How to Choose the Right Homeowner’s Insurance Deductible

Homeowner's insurance deductible

Your home is likely the biggest investment you’ll ever make. Even if you’re still paying a mortgage, you need to protect every dime you’ve put into it. You can do that through homeowner’s insurance, which covers you if your home is struck by fire, storm damage, burglary, or a number of other damaging events.

But your homeowner’s policy won’t reimburse you in full after one of these events.

You’ll likely have a basic deductible of at least $500. That means if a big storm rolls through, causing $3,000 in damage, your insurance company will write you a check for $2,500. Lower deductibles can cost you more in premiums, though, so many experts advise higher deductibles to save a bit more each month. But how much is the right amount?

How Deductibles Influence Premiums

To help homeowners decide on a premium amount, ValuePenguin took a look at how basic deductibles affected insurance costs. They found that even a 0.5 percent increase in deductible ($1,000 to $2,000) could push annual premiums down by 10 percent. In general, each 1 percent increase could boost your rates about 4 to 8 percent.

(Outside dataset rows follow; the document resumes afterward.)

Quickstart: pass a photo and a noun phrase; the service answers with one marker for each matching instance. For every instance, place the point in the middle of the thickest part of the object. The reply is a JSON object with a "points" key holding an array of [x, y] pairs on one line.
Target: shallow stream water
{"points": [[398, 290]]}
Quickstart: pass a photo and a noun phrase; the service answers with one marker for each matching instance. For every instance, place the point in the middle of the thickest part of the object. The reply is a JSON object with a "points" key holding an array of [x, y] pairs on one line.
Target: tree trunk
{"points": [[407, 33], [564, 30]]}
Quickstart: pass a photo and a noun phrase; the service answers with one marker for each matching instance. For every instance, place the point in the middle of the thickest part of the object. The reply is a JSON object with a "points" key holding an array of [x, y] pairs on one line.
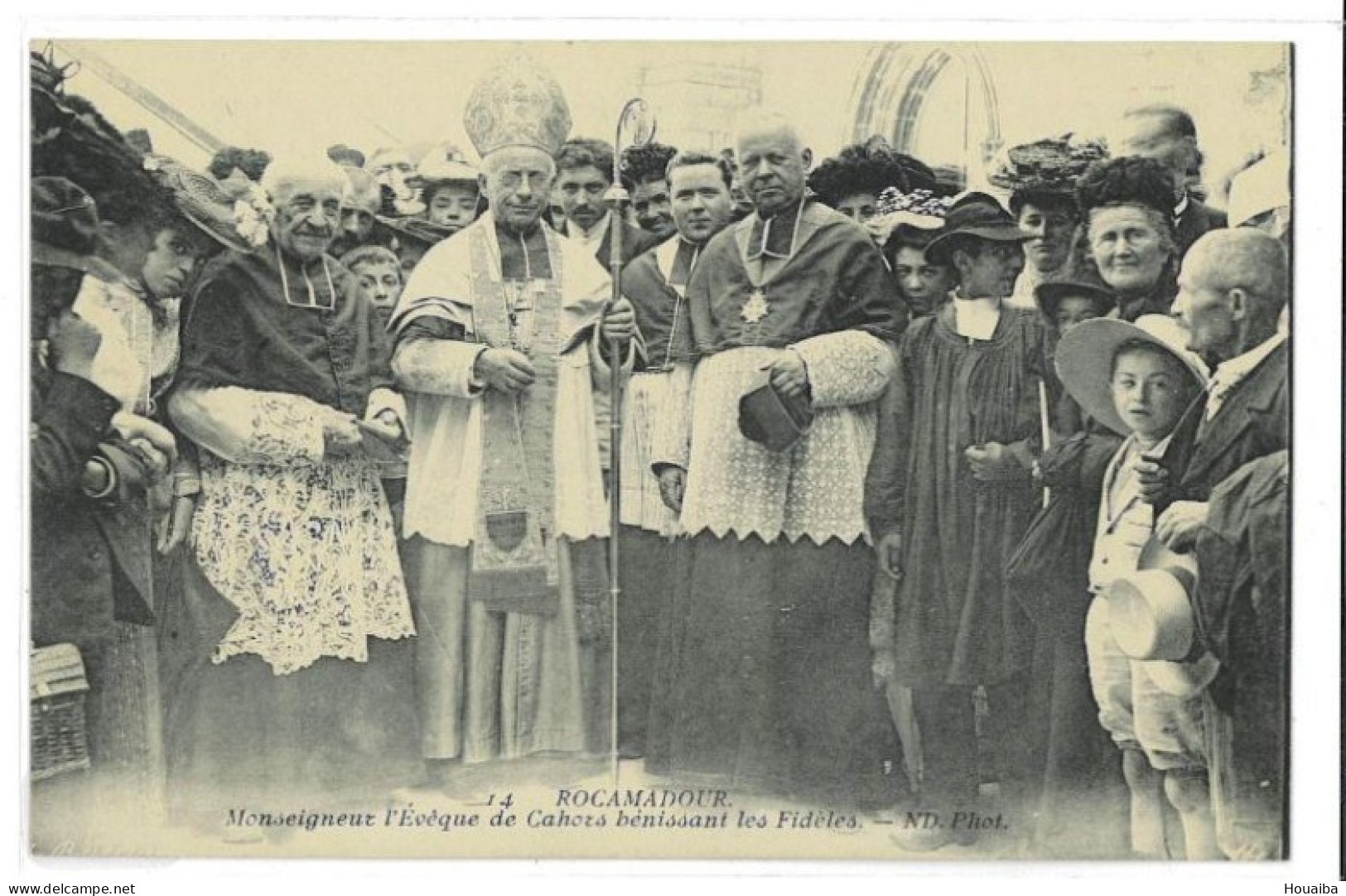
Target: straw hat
{"points": [[1152, 620], [200, 200], [1085, 355], [1077, 280]]}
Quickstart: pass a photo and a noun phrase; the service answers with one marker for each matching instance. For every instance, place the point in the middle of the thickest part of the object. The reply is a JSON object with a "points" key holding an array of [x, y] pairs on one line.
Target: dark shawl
{"points": [[240, 331]]}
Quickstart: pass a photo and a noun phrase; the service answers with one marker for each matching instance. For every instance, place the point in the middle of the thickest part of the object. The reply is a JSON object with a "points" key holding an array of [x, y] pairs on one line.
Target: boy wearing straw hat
{"points": [[1137, 381]]}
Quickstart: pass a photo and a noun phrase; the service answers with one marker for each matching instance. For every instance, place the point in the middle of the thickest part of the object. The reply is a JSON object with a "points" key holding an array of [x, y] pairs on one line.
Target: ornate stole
{"points": [[514, 552]]}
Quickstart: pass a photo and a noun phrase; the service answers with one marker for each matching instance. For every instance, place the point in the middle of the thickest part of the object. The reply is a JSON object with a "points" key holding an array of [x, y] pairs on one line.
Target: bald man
{"points": [[773, 685], [1233, 286]]}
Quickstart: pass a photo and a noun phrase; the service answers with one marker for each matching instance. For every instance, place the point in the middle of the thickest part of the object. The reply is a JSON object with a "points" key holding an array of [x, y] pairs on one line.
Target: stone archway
{"points": [[891, 89]]}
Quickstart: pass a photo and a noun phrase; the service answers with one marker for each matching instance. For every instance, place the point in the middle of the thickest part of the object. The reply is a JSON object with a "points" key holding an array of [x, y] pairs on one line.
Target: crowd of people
{"points": [[929, 503]]}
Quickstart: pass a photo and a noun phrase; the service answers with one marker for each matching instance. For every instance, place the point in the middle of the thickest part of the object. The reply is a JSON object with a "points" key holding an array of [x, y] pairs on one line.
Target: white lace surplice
{"points": [[302, 547], [646, 397], [813, 490]]}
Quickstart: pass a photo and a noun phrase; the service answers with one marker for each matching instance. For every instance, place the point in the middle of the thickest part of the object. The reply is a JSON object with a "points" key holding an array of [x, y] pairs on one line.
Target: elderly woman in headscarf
{"points": [[297, 600], [1128, 233], [1040, 178]]}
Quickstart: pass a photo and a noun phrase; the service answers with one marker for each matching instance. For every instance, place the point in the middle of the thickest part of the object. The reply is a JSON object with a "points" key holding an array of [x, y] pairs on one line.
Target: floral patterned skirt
{"points": [[307, 556]]}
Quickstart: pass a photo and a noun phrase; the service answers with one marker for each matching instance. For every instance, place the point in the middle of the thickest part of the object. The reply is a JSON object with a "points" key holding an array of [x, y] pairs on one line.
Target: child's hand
{"points": [[1180, 525], [1154, 480]]}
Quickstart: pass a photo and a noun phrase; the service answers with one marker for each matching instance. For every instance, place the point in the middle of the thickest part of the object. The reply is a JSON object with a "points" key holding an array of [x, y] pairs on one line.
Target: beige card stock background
{"points": [[306, 96]]}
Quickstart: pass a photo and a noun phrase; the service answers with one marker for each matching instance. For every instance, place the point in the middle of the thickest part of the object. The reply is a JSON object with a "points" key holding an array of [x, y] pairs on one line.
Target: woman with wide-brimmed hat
{"points": [[951, 491], [1040, 178]]}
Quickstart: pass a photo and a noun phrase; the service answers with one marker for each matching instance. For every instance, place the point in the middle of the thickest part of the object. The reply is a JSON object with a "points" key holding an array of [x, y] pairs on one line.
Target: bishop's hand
{"points": [[505, 369], [620, 320], [789, 374]]}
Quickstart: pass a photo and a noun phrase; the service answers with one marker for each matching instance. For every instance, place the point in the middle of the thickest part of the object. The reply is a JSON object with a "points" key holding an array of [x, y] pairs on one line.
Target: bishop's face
{"points": [[519, 183], [307, 217], [774, 168]]}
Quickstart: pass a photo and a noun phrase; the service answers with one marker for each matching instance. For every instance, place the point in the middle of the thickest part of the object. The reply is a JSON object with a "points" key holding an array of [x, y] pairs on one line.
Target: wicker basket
{"points": [[57, 711]]}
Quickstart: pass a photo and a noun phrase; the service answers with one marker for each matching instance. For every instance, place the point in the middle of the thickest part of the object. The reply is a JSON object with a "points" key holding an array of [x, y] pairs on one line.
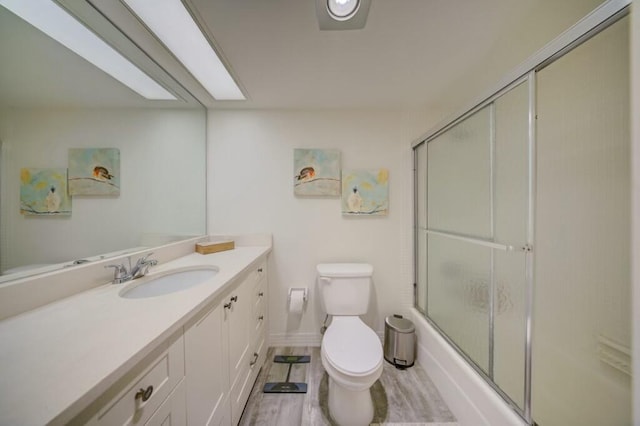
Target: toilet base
{"points": [[350, 408]]}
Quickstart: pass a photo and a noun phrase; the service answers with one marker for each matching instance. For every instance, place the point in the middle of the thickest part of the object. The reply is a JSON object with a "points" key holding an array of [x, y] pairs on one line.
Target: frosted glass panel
{"points": [[509, 323], [421, 268], [421, 185], [459, 178], [582, 330], [459, 277], [511, 166]]}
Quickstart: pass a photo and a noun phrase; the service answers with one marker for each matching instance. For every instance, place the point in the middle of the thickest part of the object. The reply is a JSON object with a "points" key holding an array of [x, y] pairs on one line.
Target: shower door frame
{"points": [[601, 18]]}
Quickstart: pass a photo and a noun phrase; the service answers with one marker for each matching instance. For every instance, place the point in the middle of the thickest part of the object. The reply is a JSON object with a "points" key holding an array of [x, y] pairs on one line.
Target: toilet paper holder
{"points": [[304, 295]]}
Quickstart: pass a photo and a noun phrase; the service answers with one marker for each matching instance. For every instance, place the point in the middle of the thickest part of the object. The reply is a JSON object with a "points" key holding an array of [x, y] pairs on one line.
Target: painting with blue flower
{"points": [[43, 192], [316, 172], [365, 192], [94, 171]]}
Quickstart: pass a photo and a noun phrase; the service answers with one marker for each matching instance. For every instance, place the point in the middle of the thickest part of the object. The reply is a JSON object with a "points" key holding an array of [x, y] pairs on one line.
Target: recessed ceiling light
{"points": [[342, 10], [55, 22], [173, 25], [335, 15]]}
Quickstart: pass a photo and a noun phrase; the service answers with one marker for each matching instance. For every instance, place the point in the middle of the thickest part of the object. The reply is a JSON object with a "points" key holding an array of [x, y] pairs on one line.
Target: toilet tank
{"points": [[345, 287]]}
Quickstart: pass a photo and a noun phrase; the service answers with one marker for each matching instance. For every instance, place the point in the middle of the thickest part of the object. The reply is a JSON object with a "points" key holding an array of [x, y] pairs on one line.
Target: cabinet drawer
{"points": [[259, 272], [138, 399], [259, 293], [259, 319]]}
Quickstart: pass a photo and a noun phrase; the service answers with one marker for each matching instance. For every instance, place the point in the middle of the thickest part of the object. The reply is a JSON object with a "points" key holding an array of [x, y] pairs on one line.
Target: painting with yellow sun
{"points": [[43, 192], [365, 192]]}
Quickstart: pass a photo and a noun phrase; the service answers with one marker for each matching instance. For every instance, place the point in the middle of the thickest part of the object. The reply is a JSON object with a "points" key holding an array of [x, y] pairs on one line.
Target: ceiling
{"points": [[410, 54]]}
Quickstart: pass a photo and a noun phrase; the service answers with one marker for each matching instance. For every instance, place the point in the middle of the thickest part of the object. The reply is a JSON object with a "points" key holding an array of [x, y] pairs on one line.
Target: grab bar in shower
{"points": [[478, 241]]}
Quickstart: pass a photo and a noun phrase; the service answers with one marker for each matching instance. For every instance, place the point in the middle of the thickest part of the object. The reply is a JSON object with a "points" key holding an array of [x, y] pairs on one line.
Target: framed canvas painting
{"points": [[316, 172], [365, 192], [43, 192], [94, 171]]}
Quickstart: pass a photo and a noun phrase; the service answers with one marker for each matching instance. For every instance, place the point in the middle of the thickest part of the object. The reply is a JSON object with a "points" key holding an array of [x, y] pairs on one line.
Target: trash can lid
{"points": [[400, 324]]}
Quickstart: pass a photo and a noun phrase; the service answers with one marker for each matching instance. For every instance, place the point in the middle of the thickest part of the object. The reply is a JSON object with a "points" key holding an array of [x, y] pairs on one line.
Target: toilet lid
{"points": [[351, 346]]}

Instead of setting a $500 deductible, you would be better off increasing that amount and putting that extra money in the bank. However, the problem is that many homeowners simply don’t have money set aside for an emergency. One survey showed that only one-fourth of Canadians have a rainy-day fund, which means there might not be money to spare.

Another factor to consider is that claims free discounts are available on home insurance policies for those that go a number of years without making a claim. These discounts can go as high as 20% and can pose a significant savings on your premium. Making a claim removes this discount and making smaller claims often does not outweigh the rise in insurance premiums.

Considering Personal Loss

Although premiums may go up with a reduced deductible, homeowners should also consider their specific circumstances. If you’re paying $100 a month for homeowner’s premiums, even a 10 percent increase would only be $10 a month. On the flip side, if you put that money in the bank, you’d likely only earn 1 to 2 percent interest, which would only be $0.10 to $0.20 each month.

The best way to determine a deductible is to think about how much you could afford if any sort of disaster happened. If you have $1,000-$5,000 in the bank that you could easily spare, then a deductible in that range would likely work fine.

Other Types of Home Insurance

When determining a deductible, you should also find out what your policy doesn’t cover. Homeowner’s policies don’t automatically cover mass destruction events like floods or earthquakes. However, additional coverage may be purchased by way of endorsements to add these coverages.

It is important to note that these coverages often have separate deductibles which are often higher than the basic deductible discussed earlier. For example, earthquake deductibles are typically a percentage of the total replacement value of your home and/or contents and can be quite high. 10% of a home valued at $500k means that you would have a deductible of $50k. This is not a small figure and in the event of a big shake damaging your home, you may have to obtain financing just to rebuild your home.

In some cases, coverage for these types of losses may have a sub-limit of coverage to keep the cost of the coverage down. It is also important to note that not all areas of Canada have the same exposure to these types of events. Therefore, it is important for you to meet with an insurance broker to discuss and review the exposures to your specific location.

Homeowner’s insurance can help you sleep a little better at night, knowing your home is protected. But you may not need the lowest deductible, depending on how much you can afford to shell out in an emergency. You can price several policies and see just how much you can save by increasing your deductible by $500 or even thousands of dollars and determine whether it’s worth it.